The news comes as South Carolina media reported that Daimler AG rejected Georgia's coastal mega-site near Pooler for a manufacturing plant.

Gov. Nathan Deal has certainly been making behind-the-scenes moves to roll out the welcome mat for a big manufacturing fish.

The governor’s midyear budget plan, which he signed into law last month, pumps tens of millions of new dollars into grant programs the state uses to seal deals with corporate prospects. He’s also backing legislation that could steer more state business to automakers with Georgia factories.

And recently he told a key farmers group their resistance last year to his still-pending plan to alter an independent state environmental agency could have jeopardized “the largest economic development project in the state since 2006.”

That was the same year Georgia landed one of its biggest ever coups — the Kia Motors plant and thousands of manufacturing jobs.

South Carolina is also said to be in the running for the Volvo deal. And S.C. Gov. Nikki Haley reportedly is on a secretive economic development trip, not unlike a one that Deal took earlier this year.

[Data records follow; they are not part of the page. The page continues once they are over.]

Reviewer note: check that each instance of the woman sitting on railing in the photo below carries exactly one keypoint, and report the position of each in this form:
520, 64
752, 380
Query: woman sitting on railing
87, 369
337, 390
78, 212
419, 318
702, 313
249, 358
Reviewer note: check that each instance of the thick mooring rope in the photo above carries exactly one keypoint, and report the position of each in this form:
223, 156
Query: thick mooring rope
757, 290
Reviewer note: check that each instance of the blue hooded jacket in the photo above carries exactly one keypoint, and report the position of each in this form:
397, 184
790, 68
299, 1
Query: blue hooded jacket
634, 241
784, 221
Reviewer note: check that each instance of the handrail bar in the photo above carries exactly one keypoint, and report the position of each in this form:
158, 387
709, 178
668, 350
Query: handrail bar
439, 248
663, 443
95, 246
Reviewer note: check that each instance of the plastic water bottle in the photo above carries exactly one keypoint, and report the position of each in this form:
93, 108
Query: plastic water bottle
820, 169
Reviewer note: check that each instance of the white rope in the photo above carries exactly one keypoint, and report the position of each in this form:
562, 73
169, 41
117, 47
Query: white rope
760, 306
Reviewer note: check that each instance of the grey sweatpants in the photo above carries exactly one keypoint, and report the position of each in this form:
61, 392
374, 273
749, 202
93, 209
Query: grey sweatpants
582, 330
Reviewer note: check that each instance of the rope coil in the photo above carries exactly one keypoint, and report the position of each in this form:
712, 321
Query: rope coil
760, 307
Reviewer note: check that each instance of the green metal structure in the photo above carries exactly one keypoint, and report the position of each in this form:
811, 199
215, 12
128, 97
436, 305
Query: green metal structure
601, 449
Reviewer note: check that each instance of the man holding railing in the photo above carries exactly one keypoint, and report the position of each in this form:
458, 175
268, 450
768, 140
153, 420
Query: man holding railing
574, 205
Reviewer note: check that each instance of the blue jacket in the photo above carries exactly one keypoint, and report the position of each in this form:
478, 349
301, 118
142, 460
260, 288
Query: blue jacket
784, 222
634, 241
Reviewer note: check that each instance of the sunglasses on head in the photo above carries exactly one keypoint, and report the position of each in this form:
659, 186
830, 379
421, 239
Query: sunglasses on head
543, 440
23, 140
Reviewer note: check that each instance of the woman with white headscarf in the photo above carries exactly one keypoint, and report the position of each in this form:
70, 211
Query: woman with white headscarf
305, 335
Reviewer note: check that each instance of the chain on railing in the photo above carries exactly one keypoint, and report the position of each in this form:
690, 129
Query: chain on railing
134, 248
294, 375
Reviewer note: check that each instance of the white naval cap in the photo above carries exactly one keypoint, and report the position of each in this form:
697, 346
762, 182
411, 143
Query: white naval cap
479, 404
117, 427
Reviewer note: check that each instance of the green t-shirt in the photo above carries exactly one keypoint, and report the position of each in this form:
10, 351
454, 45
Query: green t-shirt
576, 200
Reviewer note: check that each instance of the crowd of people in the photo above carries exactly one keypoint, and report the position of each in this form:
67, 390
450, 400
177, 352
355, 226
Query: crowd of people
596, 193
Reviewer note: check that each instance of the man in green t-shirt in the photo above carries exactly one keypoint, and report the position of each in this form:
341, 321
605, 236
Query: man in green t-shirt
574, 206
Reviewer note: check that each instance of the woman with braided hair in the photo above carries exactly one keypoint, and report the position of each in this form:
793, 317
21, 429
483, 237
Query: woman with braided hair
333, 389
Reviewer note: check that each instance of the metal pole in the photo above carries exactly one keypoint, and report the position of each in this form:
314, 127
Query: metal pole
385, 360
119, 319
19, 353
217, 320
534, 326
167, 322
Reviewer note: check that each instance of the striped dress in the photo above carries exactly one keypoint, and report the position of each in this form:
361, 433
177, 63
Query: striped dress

In the case of the Jaguar Land Rover plant, the company is reportedly weighing the American South with other countries, including Turkey and Austria. The luxury automaker might be favoring a site in Europe over North America.

Automakers have launched a number of new manufacturing plants, expansions or corporate headquarters moves in recent months. A report said on Friday, Daimler AG, the parent of Mercedes-Benz, is expected to announce an expansion of its Sprinter van factory in South Carolina. The company reportedly considered the Pooler mega-site near Savannah.

Mercedes recently announced the move of its U.S. headquarters from New Jersey to metro Atlanta. Porsche is expected to soon fully open its new North American hub near Hartsfield-Jackson International Airport.

That list doesn’t include movements abroad. Jaguar Land Rover also recently opened a factory in China, is adding production in the United Kingdom and is building another factory in Brazil.

U.S. automaking has shifted south for decades, thanks in no small part to lower business costs, a largely non-unionized workforce and generous incentives.

Manufacturing centers — auto plants in particular — are coveted for the jobs they create and the potential for thousands more at suppliers.

Incentives for Kia, which built a plant in West Point near the Alabama border, totaled more than $195,000 per job in grants, tax breaks and other perks, according to an AJC analysis. Baxter International got an incentive package valued at more than $140,000 per job when it picked the Social Circle area east of Atlanta for a new bioscience plant.

By comparison, Mercedes-Benz was offered a package totaling about $28,750 per job for its recent U.S. headquarters move to Sandy Springs.